Sa Sainteté a remercié les membres de la foule d’être venus le voir, car beaucoup d’entre eux se tenaient debout les mains jointes en souriant pour le saluer. Il se rendit de la cour du temple à une salle d’audience dans sa résidence où 88 moines thaïlandais, 13 nonnes, 48 laïcs et 8 sympathisants étrangers se sont joints à lui pour le déjeuner. Pour commencer, un aîné thaïlandais a exprimé la gratitude du groupe pour la gentillesse et l’hospitalité de Sa Sainteté. Il a répondu que c’était un grand honneur pour lui de partager le déjeuner avec eux tous.
« Il y a cinquante ans, avant que la Thaïlande n’entre en relations diplomatiques avec la Chine, je me suis rendu deux ou trois fois dans votre pays et j’ai eu une audience avec Sa Majesté le défunt roi.
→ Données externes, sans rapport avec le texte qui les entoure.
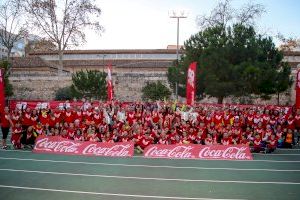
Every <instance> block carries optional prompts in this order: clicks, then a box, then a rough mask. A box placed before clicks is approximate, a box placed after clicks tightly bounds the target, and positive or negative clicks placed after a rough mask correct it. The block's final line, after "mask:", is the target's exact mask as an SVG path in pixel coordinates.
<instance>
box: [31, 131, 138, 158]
mask: <svg viewBox="0 0 300 200" xmlns="http://www.w3.org/2000/svg"><path fill="white" fill-rule="evenodd" d="M33 152H35V153H51V154H65V155H84V156H107V157H131V156H133V153H134V143H133V142H119V143H100V142H80V141H73V140H68V139H64V138H62V137H59V136H39V137H38V138H37V139H36V144H35V146H34V149H33Z"/></svg>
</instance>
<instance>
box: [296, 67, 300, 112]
mask: <svg viewBox="0 0 300 200" xmlns="http://www.w3.org/2000/svg"><path fill="white" fill-rule="evenodd" d="M296 108H297V109H300V70H298V72H297V80H296Z"/></svg>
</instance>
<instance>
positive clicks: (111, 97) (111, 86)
mask: <svg viewBox="0 0 300 200" xmlns="http://www.w3.org/2000/svg"><path fill="white" fill-rule="evenodd" d="M111 71H112V67H111V64H110V65H108V67H107V98H108V101H112V100H113V85H112V78H111Z"/></svg>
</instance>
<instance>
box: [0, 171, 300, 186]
mask: <svg viewBox="0 0 300 200" xmlns="http://www.w3.org/2000/svg"><path fill="white" fill-rule="evenodd" d="M0 171H7V172H23V173H36V174H53V175H66V176H83V177H99V178H115V179H133V180H153V181H178V182H207V183H245V184H276V185H300V183H299V182H281V181H280V182H273V181H235V180H231V181H226V180H207V179H177V178H154V177H137V176H112V175H104V174H77V173H76V174H75V173H66V172H50V171H34V170H23V169H1V168H0Z"/></svg>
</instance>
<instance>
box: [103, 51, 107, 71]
mask: <svg viewBox="0 0 300 200" xmlns="http://www.w3.org/2000/svg"><path fill="white" fill-rule="evenodd" d="M105 57H106V55H105V54H104V55H102V63H103V67H102V72H104V67H105V66H104V64H105V63H104V58H105Z"/></svg>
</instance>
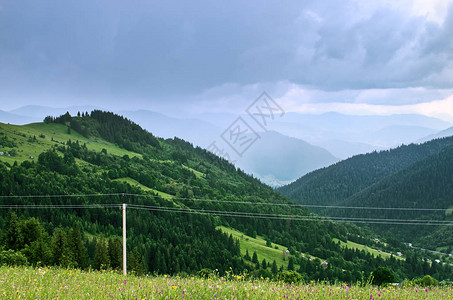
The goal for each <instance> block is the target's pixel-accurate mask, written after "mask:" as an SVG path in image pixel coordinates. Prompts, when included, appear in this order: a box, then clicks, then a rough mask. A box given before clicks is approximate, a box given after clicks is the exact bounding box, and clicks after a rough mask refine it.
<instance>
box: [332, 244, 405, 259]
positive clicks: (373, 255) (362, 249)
mask: <svg viewBox="0 0 453 300" xmlns="http://www.w3.org/2000/svg"><path fill="white" fill-rule="evenodd" d="M333 241H334V242H335V243H338V241H339V240H338V239H333ZM341 246H342V247H343V248H345V247H348V248H349V249H358V250H365V251H366V252H369V253H371V254H372V255H373V256H374V257H378V256H381V257H382V258H383V259H389V258H390V257H391V256H392V255H391V254H390V253H387V252H384V251H382V252H379V250H376V249H373V248H370V247H368V246H365V245H362V244H357V243H354V242H351V241H348V242H347V243H344V242H341ZM393 257H395V258H396V259H399V260H404V258H402V257H399V256H398V255H393Z"/></svg>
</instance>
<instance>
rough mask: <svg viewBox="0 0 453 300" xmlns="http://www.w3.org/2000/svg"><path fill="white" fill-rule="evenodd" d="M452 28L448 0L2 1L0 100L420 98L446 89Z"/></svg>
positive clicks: (176, 99)
mask: <svg viewBox="0 0 453 300" xmlns="http://www.w3.org/2000/svg"><path fill="white" fill-rule="evenodd" d="M370 5H371V4H370ZM451 36H453V5H448V6H447V11H446V13H445V18H444V20H442V21H441V22H439V21H434V20H432V19H431V18H429V16H428V15H423V14H413V13H411V12H410V9H409V8H408V9H405V8H404V6H403V5H400V6H399V7H395V6H391V5H387V4H385V3H383V4H382V5H375V6H373V7H372V8H370V7H367V6H366V5H365V6H364V4H363V2H362V3H360V2H355V1H337V0H329V1H285V2H282V1H266V2H262V1H228V2H225V1H171V0H170V1H144V0H137V1H118V0H109V1H105V0H104V1H92V0H69V1H59V0H52V1H49V0H43V1H34V0H28V1H27V0H25V1H15V0H3V1H0V99H1V100H2V102H3V101H4V100H5V99H10V100H11V99H13V100H14V101H16V102H17V104H19V103H20V104H26V103H25V102H26V101H30V100H29V99H35V98H36V99H41V100H42V99H43V98H46V97H47V98H48V99H60V101H62V103H63V102H64V101H65V100H64V99H67V100H66V101H67V102H70V101H73V99H82V98H89V99H94V98H95V99H97V100H98V101H99V103H97V104H98V105H107V104H108V103H109V101H110V102H112V101H113V102H115V101H120V100H121V101H124V99H135V100H133V101H136V103H137V104H138V103H140V101H153V99H155V101H158V100H159V99H166V100H167V101H175V102H178V101H181V99H188V100H187V101H192V100H193V99H195V98H196V97H197V96H203V95H206V94H209V93H210V92H211V91H215V90H218V89H220V90H222V88H220V87H225V86H234V87H247V86H248V87H250V86H253V85H259V86H260V87H263V89H270V90H272V89H278V90H280V88H281V86H282V83H284V84H283V85H285V86H286V85H287V86H293V85H297V86H299V87H301V88H304V89H307V90H313V91H317V92H316V93H315V92H312V93H311V94H312V95H316V94H319V95H322V96H323V97H326V95H331V96H332V100H335V101H340V102H352V101H360V102H365V103H366V102H368V100H367V98H364V97H357V94H358V93H361V92H354V91H363V90H368V89H371V90H373V91H376V90H381V89H382V90H385V89H390V90H404V89H410V91H411V93H413V92H414V91H417V89H421V90H422V93H420V94H418V93H415V94H414V97H402V98H404V99H402V100H399V99H398V97H393V98H386V97H376V96H375V94H373V97H371V98H370V99H369V103H376V102H377V103H378V104H399V102H398V101H402V102H401V104H408V103H419V102H426V101H431V100H432V98H433V97H434V96H433V95H443V96H444V93H443V92H442V90H450V89H453V62H452V56H453V40H452V39H451ZM239 89H241V90H243V89H246V90H248V88H239ZM431 90H432V93H431V92H429V91H431ZM439 90H440V91H439ZM345 91H347V92H345ZM351 91H352V92H351ZM427 91H428V92H427ZM287 92H288V91H287V90H286V91H281V93H280V95H284V94H287ZM336 92H338V94H336ZM257 94H258V93H257ZM350 94H351V95H352V96H351V97H349V96H345V95H350ZM354 95H355V97H354ZM361 95H363V93H362V94H361ZM411 95H412V94H411ZM336 96H338V97H336ZM217 98H221V96H219V97H217ZM333 98H335V99H333ZM68 99H69V100H68ZM156 99H157V100H156ZM191 99H192V100H191ZM212 99H216V96H215V95H213V97H212ZM201 100H202V101H205V100H204V99H201ZM21 101H22V102H24V103H21ZM90 101H91V100H90ZM131 101H132V100H131ZM193 101H194V100H193ZM206 101H207V100H206ZM213 101H214V100H213ZM314 101H317V99H316V98H315V99H314ZM319 101H323V102H325V101H329V100H328V99H324V98H322V97H320V98H319ZM90 103H91V102H90ZM65 104H67V103H65Z"/></svg>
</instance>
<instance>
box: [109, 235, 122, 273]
mask: <svg viewBox="0 0 453 300" xmlns="http://www.w3.org/2000/svg"><path fill="white" fill-rule="evenodd" d="M108 252H109V257H110V266H111V267H112V269H118V270H119V269H121V268H122V265H123V245H122V243H121V240H120V239H119V238H118V237H115V238H110V239H109V242H108Z"/></svg>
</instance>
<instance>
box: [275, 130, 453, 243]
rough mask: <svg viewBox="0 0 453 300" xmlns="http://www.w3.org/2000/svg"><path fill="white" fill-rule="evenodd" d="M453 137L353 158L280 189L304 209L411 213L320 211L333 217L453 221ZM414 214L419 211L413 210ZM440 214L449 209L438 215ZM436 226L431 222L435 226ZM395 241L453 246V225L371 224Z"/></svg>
mask: <svg viewBox="0 0 453 300" xmlns="http://www.w3.org/2000/svg"><path fill="white" fill-rule="evenodd" d="M451 182H453V137H449V138H442V139H437V140H433V141H430V142H426V143H424V144H421V145H409V146H401V147H399V148H397V149H393V150H390V151H383V152H375V153H370V154H365V155H359V156H356V157H352V158H350V159H348V160H345V161H342V162H340V163H338V164H336V165H333V166H330V167H329V168H326V169H322V170H318V171H315V172H313V173H311V174H309V175H307V176H304V177H302V178H300V179H299V180H298V181H296V182H295V183H293V184H290V185H288V186H286V187H283V188H281V189H280V192H281V193H282V194H283V195H286V196H288V197H290V198H292V199H294V200H295V201H297V202H298V203H301V204H316V205H327V206H329V205H338V206H346V207H384V208H385V207H395V208H407V209H409V210H398V209H395V210H388V209H387V210H368V209H350V208H348V209H338V208H331V209H318V210H316V211H317V212H318V213H320V214H324V215H327V216H335V217H348V218H368V219H376V218H380V219H387V221H389V222H394V221H392V220H400V219H401V220H406V222H409V221H412V222H416V221H418V220H433V221H440V222H446V221H451V220H453V219H452V217H451V214H449V211H450V208H451V207H453V189H452V185H451ZM410 209H416V210H410ZM436 209H445V210H440V211H435V210H436ZM432 223H433V222H432ZM368 226H370V227H371V228H374V229H378V230H379V231H380V232H381V233H382V234H384V235H387V236H392V237H393V239H399V240H400V241H405V242H411V243H415V244H418V245H420V246H422V247H423V248H429V249H436V248H437V247H446V248H448V246H453V238H452V237H453V234H452V233H453V231H452V228H451V226H432V224H431V226H420V225H418V226H414V225H397V226H395V224H389V225H382V224H373V223H370V224H368Z"/></svg>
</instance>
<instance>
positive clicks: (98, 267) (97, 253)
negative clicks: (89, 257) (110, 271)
mask: <svg viewBox="0 0 453 300" xmlns="http://www.w3.org/2000/svg"><path fill="white" fill-rule="evenodd" d="M109 266H110V259H109V254H108V249H107V244H106V241H105V238H104V237H103V236H100V237H99V238H97V239H96V249H95V253H94V267H95V268H96V269H99V270H101V269H107V268H108V267H109Z"/></svg>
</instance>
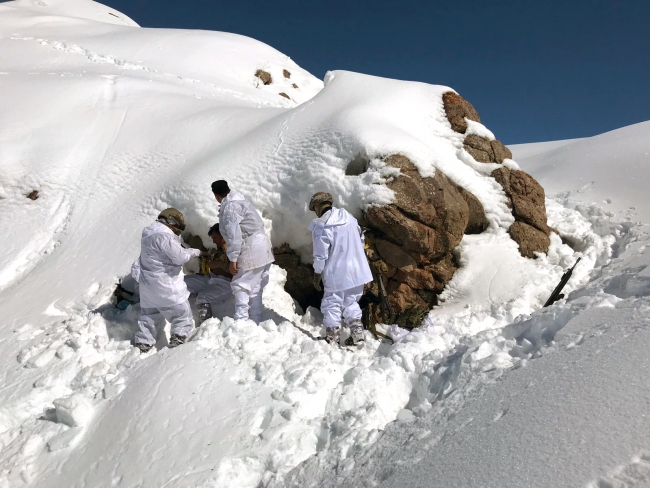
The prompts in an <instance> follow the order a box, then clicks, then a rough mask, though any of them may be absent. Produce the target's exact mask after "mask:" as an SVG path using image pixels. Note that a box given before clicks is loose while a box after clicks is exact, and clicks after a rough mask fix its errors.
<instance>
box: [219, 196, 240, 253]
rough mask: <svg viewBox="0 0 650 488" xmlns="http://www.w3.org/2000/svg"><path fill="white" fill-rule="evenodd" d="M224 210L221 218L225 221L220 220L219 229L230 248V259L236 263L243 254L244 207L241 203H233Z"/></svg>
mask: <svg viewBox="0 0 650 488" xmlns="http://www.w3.org/2000/svg"><path fill="white" fill-rule="evenodd" d="M223 210H224V211H223V215H222V219H221V220H223V222H222V221H221V220H220V221H219V230H220V231H221V235H222V236H223V238H224V239H225V240H226V243H227V244H228V249H227V250H226V254H227V255H228V260H229V261H230V262H231V263H236V262H237V259H238V258H239V255H240V254H241V248H242V244H243V241H244V239H243V238H242V235H241V226H240V223H241V221H242V219H243V215H241V213H242V212H241V210H242V209H241V207H240V206H239V205H237V204H235V203H231V204H230V205H228V206H227V207H226V208H224V209H223Z"/></svg>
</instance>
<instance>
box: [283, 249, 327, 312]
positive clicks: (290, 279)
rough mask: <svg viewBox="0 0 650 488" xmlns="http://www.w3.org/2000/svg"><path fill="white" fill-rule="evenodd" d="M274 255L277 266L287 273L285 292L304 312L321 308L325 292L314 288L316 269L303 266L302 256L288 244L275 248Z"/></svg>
mask: <svg viewBox="0 0 650 488" xmlns="http://www.w3.org/2000/svg"><path fill="white" fill-rule="evenodd" d="M273 255H274V256H275V264H277V265H278V266H280V267H281V268H282V269H284V270H285V271H286V272H287V282H286V283H285V284H284V289H285V291H286V292H287V293H288V294H289V295H291V296H292V297H293V299H294V300H296V301H297V302H298V304H299V305H300V306H301V307H302V309H303V310H307V307H315V308H320V301H321V299H322V298H323V292H322V291H317V290H316V288H314V284H313V280H314V268H313V267H312V266H310V265H308V264H302V263H301V262H300V256H298V255H297V254H296V253H295V252H294V250H293V249H291V248H290V247H289V245H288V244H282V245H281V246H280V247H276V248H273Z"/></svg>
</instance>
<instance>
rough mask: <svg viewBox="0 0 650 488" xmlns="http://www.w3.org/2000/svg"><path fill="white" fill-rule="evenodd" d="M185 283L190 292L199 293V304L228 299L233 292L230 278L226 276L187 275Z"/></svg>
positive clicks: (214, 275)
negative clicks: (230, 286) (229, 279)
mask: <svg viewBox="0 0 650 488" xmlns="http://www.w3.org/2000/svg"><path fill="white" fill-rule="evenodd" d="M185 284H186V285H187V289H188V291H189V292H190V293H196V294H197V295H196V304H197V305H200V304H202V303H208V304H212V303H218V302H221V301H224V300H228V298H230V296H231V294H232V290H231V288H230V280H229V279H228V278H226V277H224V276H215V275H211V276H205V275H199V274H194V275H185Z"/></svg>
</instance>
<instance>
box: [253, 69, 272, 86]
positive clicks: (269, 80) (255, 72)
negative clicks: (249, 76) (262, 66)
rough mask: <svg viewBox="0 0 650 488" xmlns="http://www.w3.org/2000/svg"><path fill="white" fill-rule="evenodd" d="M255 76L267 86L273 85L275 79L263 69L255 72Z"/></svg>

Je me souviens que les rues de Bangkok étaient chaudes, donc même si j’étais heureux d’y être, mes pieds nus ont souffert.
« J’ai beaucoup admiré le mode de vie bouddhiste thaïlandais que je découvrais. Aujourd’hui, vous êtes sur le point de repartir pour votre troisième marche pour la paix mondiale d’ici à Leh et je suis heureux d’avoir pu vous accueillir et vous offrir le déjeuner.
« Je suis très réticent à dire qu’une religion est meilleure qu’une autre, tout comme nous ne pouvons pas prétendre qu’un médicament est le meilleur remède pour tout. Cependant, je crois qu’en observant les trois entraînements d’éthique, de concentration et de sagesse, nous pouvons nous attaquer à nos émotions et transformer notre esprit, ce qui nous permet de mieux aider les autres. À cet égard, le bouddhisme a quelque chose d’universel qui contribue à notre bien-être commun. Nous pouvons partager cela avec les autres d’une manière séculière sans parler de libération ou de nirvana, en nous préoccupant seulement de devenir des êtres humains plus heureux dans des communautés plus pacifiques ».
Les prières pour offrir la nourriture furent récitées en pali et en tibétain. A la fin du repas, Sa Sainteté a souhaité bonne chance à tous ses invités qui se préparaient à partir en pèlerinage.